The end result was a TensorFlow Serving deployment running on Google Kubernetes Engine serving 2.5 million prediction requests per second under 15 milliseconds each. This deployment spans over 25 kubernetes clusters across 10 different GCP regions and is able to scale up and down seamlessly to respond to spikes in traffic and save costs by scaling down during quiet periods. With around 500 TensorFlow Serving instances running around the world at peak times, each 8-CPU deployment is able to handle 5000 requests per second.
Building on Success
In the few months since implementing this we’ve been able to make dozens of improvements to the model – everything from changing the architecture of the original model, to changing the way certain features are processed – without support from any other engineering team. Changes at this pace were all but impossible with our legacy architecture. Moreover, each of these improvements brings new value to our customers – the buyers and sellers in our marketplace – more quickly than we’ve been able to in the past.

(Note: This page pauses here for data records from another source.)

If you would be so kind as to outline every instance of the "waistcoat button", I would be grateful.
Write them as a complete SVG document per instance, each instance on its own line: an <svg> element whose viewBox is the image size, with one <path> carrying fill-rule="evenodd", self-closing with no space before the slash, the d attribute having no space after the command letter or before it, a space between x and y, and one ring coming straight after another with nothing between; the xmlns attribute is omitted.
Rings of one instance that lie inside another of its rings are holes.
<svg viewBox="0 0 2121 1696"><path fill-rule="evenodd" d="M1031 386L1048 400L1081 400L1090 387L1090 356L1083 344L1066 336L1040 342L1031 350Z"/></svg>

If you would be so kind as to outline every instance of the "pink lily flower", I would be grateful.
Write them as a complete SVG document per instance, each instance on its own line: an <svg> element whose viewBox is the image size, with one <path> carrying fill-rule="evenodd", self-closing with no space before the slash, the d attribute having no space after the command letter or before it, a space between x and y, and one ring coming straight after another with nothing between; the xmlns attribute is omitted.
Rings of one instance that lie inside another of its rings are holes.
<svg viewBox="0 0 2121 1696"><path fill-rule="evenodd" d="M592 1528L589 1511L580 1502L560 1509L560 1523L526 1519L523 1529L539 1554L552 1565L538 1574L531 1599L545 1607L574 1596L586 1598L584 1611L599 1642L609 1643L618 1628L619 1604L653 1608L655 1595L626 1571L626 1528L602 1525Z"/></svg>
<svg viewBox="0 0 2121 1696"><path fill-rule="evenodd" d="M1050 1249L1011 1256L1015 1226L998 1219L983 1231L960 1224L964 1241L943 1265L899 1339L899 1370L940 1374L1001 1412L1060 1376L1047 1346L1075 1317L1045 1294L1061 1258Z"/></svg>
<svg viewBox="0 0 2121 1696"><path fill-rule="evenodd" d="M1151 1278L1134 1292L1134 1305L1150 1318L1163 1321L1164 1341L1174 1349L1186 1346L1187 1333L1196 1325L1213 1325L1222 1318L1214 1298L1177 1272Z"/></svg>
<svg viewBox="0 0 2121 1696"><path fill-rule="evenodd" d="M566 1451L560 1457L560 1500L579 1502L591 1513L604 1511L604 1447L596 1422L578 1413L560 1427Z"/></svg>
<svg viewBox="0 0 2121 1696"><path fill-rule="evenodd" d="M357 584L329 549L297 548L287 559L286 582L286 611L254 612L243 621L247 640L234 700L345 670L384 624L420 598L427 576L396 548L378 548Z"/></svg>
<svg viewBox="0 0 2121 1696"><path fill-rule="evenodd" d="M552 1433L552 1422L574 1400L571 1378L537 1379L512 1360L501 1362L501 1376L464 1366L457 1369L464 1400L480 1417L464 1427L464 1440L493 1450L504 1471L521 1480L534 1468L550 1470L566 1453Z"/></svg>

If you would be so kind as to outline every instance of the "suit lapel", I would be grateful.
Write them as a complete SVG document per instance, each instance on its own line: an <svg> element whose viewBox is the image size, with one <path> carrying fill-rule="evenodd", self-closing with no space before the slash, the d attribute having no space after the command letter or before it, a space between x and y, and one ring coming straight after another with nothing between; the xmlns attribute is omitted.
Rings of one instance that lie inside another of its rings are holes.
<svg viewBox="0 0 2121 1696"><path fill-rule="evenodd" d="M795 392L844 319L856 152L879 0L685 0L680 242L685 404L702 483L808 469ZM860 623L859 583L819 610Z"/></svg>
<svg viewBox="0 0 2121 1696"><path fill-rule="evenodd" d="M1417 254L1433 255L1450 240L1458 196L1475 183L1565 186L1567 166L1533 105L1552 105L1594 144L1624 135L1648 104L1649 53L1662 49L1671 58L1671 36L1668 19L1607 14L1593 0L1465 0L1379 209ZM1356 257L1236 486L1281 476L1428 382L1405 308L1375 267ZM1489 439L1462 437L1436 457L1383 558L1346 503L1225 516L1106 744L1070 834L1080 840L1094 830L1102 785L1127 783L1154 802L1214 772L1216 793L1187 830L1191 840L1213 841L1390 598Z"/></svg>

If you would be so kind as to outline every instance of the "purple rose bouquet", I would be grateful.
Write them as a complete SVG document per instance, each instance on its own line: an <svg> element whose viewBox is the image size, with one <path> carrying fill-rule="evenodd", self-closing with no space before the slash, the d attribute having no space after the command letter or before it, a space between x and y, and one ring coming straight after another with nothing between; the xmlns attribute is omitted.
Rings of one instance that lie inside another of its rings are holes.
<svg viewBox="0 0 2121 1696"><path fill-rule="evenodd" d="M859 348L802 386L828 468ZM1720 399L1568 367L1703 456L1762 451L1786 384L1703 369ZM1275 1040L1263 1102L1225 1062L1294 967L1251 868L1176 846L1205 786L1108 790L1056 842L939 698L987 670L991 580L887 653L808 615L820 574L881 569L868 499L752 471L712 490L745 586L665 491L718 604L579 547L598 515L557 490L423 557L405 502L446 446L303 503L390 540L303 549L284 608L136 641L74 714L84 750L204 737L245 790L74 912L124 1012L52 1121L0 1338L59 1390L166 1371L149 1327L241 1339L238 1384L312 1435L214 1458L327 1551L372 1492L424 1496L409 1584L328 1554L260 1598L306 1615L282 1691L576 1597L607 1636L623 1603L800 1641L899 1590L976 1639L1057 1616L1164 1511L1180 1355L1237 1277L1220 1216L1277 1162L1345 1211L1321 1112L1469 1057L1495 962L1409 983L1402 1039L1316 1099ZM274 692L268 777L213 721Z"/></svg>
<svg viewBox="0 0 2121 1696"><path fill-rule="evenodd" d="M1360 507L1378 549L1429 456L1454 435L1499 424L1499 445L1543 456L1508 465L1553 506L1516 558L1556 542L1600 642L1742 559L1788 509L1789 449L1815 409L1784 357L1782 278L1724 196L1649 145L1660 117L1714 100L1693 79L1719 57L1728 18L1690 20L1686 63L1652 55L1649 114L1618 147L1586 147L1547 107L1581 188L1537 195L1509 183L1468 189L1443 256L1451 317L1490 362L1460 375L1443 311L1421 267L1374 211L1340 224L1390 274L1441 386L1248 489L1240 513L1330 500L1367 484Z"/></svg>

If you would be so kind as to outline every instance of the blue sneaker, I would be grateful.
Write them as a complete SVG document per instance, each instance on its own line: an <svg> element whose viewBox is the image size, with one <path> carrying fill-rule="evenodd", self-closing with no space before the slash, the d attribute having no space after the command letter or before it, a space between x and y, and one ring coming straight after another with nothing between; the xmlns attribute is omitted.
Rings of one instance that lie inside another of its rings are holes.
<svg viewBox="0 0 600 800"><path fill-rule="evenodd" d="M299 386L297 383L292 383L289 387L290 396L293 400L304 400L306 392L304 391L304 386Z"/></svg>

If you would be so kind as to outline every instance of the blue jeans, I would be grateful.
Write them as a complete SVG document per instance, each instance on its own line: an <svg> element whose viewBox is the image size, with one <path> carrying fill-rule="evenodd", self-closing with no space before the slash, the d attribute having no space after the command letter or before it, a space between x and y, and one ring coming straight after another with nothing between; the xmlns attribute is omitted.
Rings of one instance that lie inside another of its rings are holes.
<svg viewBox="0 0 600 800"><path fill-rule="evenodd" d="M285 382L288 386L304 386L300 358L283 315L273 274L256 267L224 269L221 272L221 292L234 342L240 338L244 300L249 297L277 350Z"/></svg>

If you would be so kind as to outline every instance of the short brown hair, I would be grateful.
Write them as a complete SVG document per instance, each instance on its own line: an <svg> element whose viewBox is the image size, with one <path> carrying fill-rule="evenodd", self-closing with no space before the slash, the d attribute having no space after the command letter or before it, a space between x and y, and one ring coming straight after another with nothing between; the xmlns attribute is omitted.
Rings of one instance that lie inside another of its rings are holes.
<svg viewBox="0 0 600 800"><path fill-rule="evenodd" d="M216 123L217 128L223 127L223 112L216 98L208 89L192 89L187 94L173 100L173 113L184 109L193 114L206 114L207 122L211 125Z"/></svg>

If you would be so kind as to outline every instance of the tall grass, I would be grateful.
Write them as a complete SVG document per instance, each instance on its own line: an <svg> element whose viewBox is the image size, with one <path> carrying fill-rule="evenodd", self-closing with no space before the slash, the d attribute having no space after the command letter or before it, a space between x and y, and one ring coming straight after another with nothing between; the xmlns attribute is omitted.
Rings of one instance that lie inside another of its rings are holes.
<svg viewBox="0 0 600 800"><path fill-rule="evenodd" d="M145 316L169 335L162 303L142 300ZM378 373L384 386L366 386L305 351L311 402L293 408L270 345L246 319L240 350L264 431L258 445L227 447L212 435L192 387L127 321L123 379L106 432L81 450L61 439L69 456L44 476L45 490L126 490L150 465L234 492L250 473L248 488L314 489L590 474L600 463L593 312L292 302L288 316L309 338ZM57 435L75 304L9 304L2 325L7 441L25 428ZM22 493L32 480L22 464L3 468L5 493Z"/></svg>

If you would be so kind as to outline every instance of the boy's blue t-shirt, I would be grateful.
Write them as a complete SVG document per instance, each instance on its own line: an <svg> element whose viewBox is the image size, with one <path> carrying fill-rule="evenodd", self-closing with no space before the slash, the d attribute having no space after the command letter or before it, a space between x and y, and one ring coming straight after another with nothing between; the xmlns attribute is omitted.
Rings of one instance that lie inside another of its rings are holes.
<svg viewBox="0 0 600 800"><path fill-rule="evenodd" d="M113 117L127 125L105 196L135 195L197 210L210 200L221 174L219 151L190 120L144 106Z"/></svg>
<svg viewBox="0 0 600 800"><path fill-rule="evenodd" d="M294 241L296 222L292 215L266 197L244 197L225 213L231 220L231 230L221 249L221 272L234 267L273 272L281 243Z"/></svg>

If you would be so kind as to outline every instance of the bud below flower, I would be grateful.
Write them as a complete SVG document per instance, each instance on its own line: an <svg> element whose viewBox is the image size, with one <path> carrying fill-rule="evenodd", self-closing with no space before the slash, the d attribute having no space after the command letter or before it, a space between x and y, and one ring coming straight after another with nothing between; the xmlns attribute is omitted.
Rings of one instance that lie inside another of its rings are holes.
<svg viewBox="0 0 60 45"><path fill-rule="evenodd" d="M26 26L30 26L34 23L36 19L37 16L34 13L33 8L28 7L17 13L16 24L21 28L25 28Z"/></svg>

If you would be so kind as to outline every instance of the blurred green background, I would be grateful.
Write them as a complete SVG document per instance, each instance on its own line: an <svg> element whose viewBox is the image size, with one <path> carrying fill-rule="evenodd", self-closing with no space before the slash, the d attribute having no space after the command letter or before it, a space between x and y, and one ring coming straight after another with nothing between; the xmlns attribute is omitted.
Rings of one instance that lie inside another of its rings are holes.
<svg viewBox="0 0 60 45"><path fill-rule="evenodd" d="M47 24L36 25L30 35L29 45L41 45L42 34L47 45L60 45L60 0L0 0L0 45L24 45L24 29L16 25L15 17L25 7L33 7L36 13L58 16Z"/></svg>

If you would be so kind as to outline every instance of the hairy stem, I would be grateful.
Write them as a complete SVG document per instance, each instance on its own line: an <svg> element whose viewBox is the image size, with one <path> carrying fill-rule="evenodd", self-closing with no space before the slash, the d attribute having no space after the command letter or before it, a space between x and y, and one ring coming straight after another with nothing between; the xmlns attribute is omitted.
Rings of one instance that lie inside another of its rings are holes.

Since our initial implementation of this reference architecture, we’ve used it as a template for both new projects and the migration of existing models. It’s quite remarkable how many of the existing TFX components that we have in place carry over to new projects, and even more so how drastically we’ve reduced the time it takes to get a model in production. As a result, data scientists are able to spend more of their time optimizing the parameters and architectures of the models they produce, understanding their impact on the business, and ultimately delivering more value to our customers.
None of this would have been possible without the hard work of Michal Brys, Andy Gooden, Junbo Park, and Paul Selden, along with the rest of the OpenX Data Science and Engineering Teams as well as the support of Paul Ryan. We’re also grateful for the support of strategic cloud engineers Will Beebe and Leonid Kuligin, as well as Dillon Do, Iman Kafarah, and Kyle Winn from the GCP account management team. Many thanks to the TensorFlow (TFX, TF Serving), and Kubeflow Teams, particularly Robert Crowe and Anusha Ramesh for helping to bring this case study to life.